= St Vincent's Magdalene Laundry =

St Vincent's Magdalene laundry was a laundry run by the Religious Sisters of Charity based in Cork. Beside St Vincent's laundry is St Vincent's secondary school that was also run by the sisters.

== History ==
Children of women who were “inmates” to the laundry attended the school next door to where their mothers were accommodated and working. The laundry ceased operation in 1991. In 1994 the name of the facility changed to St Vincent's Care Home for those with intellectual disabilities.

Women who worked in the laundry were not allowed to leave the dorm, building or land until standards fell. The Health Service Executive (HSE) was given one month to improve standards. The last Magdalene Laundry closed on 25 September 1996.

An apology was issued by the Irish government to the surviving residents of the laundries in 2013.

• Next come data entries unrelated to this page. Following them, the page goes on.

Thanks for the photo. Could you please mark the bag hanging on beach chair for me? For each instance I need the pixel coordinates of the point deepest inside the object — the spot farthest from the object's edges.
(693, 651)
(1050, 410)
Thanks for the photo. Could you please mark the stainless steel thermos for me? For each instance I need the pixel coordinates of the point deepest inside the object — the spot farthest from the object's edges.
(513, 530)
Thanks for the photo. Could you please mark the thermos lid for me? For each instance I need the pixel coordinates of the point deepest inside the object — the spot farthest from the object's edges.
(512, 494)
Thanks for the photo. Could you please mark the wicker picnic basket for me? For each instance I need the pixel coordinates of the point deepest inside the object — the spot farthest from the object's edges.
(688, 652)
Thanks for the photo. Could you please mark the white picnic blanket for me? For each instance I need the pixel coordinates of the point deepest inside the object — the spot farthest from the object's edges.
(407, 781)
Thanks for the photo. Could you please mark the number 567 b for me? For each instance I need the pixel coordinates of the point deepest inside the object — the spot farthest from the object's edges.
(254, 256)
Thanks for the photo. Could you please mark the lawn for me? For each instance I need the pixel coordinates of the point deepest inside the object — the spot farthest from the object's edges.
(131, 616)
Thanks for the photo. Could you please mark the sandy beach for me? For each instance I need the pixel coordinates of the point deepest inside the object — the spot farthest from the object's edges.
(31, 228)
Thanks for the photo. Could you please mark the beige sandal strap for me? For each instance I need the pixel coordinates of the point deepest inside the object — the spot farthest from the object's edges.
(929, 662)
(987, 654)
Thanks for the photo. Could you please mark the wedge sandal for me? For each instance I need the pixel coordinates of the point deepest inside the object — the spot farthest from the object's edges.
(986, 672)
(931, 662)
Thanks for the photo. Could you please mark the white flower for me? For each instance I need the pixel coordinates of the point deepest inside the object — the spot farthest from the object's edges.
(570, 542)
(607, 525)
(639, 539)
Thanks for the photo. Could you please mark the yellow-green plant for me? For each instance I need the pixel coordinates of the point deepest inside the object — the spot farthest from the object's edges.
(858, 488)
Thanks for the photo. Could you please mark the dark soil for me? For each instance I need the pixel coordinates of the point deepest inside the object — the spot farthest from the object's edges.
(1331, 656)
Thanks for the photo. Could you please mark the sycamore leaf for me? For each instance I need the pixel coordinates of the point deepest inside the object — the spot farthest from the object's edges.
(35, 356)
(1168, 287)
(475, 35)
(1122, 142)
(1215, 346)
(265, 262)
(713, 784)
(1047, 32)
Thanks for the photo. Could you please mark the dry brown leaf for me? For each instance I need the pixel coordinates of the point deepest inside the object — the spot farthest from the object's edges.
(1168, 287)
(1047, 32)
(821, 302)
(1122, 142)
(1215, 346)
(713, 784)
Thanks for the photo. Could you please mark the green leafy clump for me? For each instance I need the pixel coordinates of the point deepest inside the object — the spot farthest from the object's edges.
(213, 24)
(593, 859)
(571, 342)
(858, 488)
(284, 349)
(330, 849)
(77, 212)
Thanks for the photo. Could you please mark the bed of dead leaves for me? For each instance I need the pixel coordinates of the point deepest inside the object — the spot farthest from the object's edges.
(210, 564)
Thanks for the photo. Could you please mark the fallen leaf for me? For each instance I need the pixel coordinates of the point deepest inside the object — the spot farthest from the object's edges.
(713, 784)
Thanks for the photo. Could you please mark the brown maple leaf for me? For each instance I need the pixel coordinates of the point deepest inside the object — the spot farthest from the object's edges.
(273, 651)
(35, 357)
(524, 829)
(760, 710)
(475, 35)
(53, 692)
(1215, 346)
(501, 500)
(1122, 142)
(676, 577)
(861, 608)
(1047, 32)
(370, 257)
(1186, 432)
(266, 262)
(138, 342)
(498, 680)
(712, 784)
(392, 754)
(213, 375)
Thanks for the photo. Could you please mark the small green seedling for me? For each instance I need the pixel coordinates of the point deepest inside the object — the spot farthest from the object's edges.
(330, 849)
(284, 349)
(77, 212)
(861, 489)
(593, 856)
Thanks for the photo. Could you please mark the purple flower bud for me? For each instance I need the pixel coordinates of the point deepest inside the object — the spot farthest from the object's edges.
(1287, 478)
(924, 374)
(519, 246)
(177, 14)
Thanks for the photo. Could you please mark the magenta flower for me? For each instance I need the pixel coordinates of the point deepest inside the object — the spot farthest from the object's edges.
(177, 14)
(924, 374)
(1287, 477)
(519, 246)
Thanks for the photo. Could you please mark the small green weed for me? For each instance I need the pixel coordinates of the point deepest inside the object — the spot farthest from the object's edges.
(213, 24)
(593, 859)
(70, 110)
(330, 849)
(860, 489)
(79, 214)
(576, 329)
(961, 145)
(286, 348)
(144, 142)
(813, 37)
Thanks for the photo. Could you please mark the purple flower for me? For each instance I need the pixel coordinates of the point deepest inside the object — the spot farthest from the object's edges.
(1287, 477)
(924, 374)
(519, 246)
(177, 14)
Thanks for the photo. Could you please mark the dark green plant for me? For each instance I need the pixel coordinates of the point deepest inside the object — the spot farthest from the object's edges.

In 2003, 2016, 2017, 2018 a woman called Eileen, a "former Magdalene resident" who knew child survivor Mary Teresa Collins' mother and Mary as a child was pictured beside child Mary at St Vincent's Mass grave at remembrance events in St. Finbarr's Cemetery. In 2018, the group Justice 4 All Women & Children told journalist Róisín Burke that women who had worked in the laundry still lived in the centre. Collins visited the laundry to see her inmate mother Angela Collins. Mary throughout the years requested permission from the religious order for her mother's friends to be in attendance and then in 2018 she obtained permission via HSE. In August 2020, it was reported that women who worked within St Vincent's Magdalene Laundry were still living there.